Researchers at the U.S. Department
of Energy's Argonne National Laboratory have developed a systematic method
to improve the stability of antibodies. The technique could lead to better biosensors,
disease therapeutics and diagnostic reagents and non-laboratory applications,
including environmental remediation.
Antibodies are proteins produced by humans and animals to defend against infections;
they are also used to diagnose and treat some diseases and detect toxins and
pathogens. "The primary issue with antibodies is that they are fragile
and short-lived outside of cooler temperature-controlled environments, making
their usefulness usually limited to laboratory applications," said Argonne
senior biophysicist Fred Stevens, the project's principle investigator.

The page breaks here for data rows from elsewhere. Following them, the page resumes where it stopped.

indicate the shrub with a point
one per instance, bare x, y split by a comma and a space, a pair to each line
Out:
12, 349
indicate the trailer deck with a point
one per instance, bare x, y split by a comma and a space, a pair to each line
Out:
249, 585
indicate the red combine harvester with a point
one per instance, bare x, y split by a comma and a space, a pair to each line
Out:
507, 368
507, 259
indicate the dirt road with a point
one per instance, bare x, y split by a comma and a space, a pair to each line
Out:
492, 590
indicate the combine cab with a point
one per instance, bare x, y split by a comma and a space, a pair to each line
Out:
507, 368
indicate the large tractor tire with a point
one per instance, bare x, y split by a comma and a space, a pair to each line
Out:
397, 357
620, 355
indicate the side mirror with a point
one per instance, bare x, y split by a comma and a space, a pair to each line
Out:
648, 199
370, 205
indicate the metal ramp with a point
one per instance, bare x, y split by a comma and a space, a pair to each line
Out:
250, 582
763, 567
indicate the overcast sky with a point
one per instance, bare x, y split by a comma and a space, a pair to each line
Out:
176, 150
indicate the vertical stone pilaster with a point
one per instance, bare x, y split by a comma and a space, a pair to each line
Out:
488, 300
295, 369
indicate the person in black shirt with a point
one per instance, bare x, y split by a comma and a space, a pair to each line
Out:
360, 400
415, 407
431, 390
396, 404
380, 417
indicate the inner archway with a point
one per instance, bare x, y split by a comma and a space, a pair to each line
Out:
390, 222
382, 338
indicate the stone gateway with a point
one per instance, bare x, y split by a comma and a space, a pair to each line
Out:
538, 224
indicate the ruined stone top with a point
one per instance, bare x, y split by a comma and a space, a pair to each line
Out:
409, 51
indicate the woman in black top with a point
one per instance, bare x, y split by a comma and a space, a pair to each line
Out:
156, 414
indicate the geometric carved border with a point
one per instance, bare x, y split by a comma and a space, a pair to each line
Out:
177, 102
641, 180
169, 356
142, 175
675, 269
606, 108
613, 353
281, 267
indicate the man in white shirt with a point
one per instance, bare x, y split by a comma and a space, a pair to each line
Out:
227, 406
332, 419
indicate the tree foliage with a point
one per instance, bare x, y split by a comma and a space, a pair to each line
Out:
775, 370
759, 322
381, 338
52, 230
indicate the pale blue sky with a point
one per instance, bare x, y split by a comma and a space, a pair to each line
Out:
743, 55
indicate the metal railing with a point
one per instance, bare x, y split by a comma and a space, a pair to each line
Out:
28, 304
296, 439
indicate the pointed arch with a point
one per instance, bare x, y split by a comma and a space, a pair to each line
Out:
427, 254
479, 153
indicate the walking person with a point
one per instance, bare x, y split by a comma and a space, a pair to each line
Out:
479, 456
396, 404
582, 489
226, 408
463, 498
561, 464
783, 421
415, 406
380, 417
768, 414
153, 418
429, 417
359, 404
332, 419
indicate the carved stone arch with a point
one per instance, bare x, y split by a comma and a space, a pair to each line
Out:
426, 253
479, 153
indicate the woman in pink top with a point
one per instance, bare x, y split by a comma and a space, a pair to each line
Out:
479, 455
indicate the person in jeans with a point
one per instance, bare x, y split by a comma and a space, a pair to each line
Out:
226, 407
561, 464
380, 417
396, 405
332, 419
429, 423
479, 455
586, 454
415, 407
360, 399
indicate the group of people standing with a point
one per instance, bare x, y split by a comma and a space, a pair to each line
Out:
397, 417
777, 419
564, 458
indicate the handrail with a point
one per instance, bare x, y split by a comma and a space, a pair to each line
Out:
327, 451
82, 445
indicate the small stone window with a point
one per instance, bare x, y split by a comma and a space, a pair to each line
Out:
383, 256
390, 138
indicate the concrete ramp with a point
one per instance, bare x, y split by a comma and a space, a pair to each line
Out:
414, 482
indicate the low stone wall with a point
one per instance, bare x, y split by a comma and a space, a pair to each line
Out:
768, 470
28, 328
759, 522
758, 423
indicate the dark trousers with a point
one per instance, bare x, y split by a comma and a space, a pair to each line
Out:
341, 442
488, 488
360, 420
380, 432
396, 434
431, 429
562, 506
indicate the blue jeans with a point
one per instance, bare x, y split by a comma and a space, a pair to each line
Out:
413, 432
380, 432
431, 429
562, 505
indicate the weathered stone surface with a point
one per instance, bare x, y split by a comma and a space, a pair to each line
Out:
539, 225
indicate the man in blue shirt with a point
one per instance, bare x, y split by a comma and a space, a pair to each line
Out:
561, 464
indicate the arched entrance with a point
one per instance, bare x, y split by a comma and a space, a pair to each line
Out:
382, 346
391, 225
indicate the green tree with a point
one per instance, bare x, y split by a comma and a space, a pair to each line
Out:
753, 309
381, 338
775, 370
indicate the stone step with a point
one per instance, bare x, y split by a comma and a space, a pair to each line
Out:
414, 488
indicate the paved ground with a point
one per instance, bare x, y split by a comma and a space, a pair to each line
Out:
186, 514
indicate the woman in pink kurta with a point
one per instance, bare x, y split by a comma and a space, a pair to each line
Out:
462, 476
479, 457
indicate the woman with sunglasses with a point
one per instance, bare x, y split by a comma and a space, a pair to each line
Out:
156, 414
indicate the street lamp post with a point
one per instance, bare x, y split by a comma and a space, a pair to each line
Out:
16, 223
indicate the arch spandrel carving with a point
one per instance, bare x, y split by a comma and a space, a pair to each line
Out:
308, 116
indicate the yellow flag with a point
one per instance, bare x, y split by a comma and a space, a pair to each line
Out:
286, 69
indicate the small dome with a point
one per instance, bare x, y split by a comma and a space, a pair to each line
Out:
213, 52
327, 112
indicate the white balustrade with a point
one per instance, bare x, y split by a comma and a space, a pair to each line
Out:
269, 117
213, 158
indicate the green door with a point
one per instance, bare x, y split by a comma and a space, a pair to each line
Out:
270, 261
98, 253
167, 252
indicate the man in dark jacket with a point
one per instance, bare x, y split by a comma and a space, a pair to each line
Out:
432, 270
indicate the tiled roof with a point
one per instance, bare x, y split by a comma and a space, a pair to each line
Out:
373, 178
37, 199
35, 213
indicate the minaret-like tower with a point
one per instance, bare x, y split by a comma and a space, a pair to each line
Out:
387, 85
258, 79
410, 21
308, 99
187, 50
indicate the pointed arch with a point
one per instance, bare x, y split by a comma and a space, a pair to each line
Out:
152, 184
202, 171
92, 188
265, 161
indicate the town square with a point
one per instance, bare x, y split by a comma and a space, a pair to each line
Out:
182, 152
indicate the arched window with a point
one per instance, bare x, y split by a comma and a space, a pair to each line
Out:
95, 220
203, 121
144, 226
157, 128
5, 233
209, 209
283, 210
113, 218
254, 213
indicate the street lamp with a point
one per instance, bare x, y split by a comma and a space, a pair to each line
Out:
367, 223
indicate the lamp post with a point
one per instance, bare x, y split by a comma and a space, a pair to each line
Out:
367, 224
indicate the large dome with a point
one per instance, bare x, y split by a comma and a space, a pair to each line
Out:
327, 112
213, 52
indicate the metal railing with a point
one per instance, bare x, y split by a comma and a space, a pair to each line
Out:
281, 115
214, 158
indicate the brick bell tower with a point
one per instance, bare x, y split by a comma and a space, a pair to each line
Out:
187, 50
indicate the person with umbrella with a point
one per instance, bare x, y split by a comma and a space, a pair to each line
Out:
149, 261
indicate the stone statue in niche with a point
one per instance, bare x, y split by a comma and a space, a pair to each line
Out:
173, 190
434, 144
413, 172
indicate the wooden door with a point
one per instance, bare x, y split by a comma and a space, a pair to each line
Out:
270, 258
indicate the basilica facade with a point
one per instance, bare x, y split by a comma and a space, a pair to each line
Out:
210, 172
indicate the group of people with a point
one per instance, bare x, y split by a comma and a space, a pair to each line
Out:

Specifically, "stabilized antibodies, with full functionality, could be
used in diagnostic and detection kits that can survive in less than optimal
environments and be stockpiled for years at a time," Stevens said. "They
could be used to combat diseases like cancer. They can also be used as the basis
for biosensors that can continuously detect for pathogens like botulinum, ricin
and anthrax in places such as airports and subway stations—locations where
it is not currently possible to provide ongoing detection of pathogens because
antibodies cannot tolerate the environmental conditions."
Argonne has provided funding toward Stevens’ research. Earlier research
funded by the National Institutes of Health showed that it was possible to stabilize
antibodies after a team led by Stevens unexpectedly discovered that natural
antibodies contain stabilizing amino acid replacements.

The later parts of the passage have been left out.